Our carriage attendant runs on and off the train excited and out of breath. She's retrieving money and more goods to sell. I laugh, realising why we have no toilet paper in the toilet.

She has sold the lot!

Female traders hold manikins in brightly coloured striped jumpers in the air while another holds on to a large bag stuffed with identical items to sell. Money is exchanging hands everywhere I look.

Fathers carry children on their shoulders. There are blankets, doonas, shoes, jumpers, scarves, dresses, socks and lots of children's clothing. Jumpers are being held up and viewed for size. Wallets are out and roubles are flashing with traders counting out change.

With all of the fur coats it's sometimes hard to tell the difference between the traders and the shoppers.

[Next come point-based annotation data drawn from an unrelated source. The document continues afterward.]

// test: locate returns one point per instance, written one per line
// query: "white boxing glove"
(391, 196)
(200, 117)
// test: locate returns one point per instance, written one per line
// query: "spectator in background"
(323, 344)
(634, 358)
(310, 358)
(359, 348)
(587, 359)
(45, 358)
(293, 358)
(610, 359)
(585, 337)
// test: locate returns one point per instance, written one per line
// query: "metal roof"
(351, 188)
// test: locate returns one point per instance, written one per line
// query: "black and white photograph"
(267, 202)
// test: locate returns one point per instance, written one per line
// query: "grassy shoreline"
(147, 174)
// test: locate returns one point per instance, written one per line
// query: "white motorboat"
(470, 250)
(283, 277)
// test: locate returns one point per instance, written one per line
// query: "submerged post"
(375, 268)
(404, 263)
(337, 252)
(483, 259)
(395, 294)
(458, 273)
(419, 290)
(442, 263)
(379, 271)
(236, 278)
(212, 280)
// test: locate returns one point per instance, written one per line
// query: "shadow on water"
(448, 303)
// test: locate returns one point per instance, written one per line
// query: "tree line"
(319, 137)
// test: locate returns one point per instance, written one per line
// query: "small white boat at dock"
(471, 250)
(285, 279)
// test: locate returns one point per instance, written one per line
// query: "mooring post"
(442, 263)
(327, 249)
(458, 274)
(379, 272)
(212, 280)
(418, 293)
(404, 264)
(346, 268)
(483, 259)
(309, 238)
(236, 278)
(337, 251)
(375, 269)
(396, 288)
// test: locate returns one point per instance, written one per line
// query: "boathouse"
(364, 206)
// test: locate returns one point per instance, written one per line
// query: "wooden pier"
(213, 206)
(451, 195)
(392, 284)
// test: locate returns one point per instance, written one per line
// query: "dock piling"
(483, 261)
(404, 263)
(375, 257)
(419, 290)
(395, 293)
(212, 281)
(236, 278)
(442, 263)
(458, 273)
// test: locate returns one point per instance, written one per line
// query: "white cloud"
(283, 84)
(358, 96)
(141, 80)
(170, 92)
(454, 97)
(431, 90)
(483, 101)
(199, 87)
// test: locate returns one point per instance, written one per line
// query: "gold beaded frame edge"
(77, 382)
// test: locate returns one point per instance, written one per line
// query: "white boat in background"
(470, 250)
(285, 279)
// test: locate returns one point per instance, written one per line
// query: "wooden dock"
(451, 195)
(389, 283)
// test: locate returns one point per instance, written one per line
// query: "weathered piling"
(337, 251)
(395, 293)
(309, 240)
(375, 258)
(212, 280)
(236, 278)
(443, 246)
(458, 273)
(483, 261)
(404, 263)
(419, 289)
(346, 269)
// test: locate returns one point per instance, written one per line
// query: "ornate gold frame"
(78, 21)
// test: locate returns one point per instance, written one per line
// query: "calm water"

Traders run back to their cabins, locking and unlocking the doors and return to the platform with more goods. Only the attendant is supposed to have a set of keys to our cabin but in the action, I see that every trader seems to have a master key to the cabins and realise that we cannot leave our valuables alone.

There's less than two minutes until our scheduled departure. No one moves, the frantic sales continue and goods remain scattered across the icy platform. A warning voice can be heard advising that the train is about to depart.

With less than a minute to go, a few start to pack up but no one hurries. Some traders are back on board, some are laughing.

Slowly the train moves out of the station and begins to pick up speed. Only now do the traders gather their goods and run towards the train. Doors are banging as they jump back on board.

On reflection, we probably should not have been so surprised. This train is travelling along one of the oldest trading routes in the world. The only difference today is that a train, rather than camels, is the vehicle to transport the goods.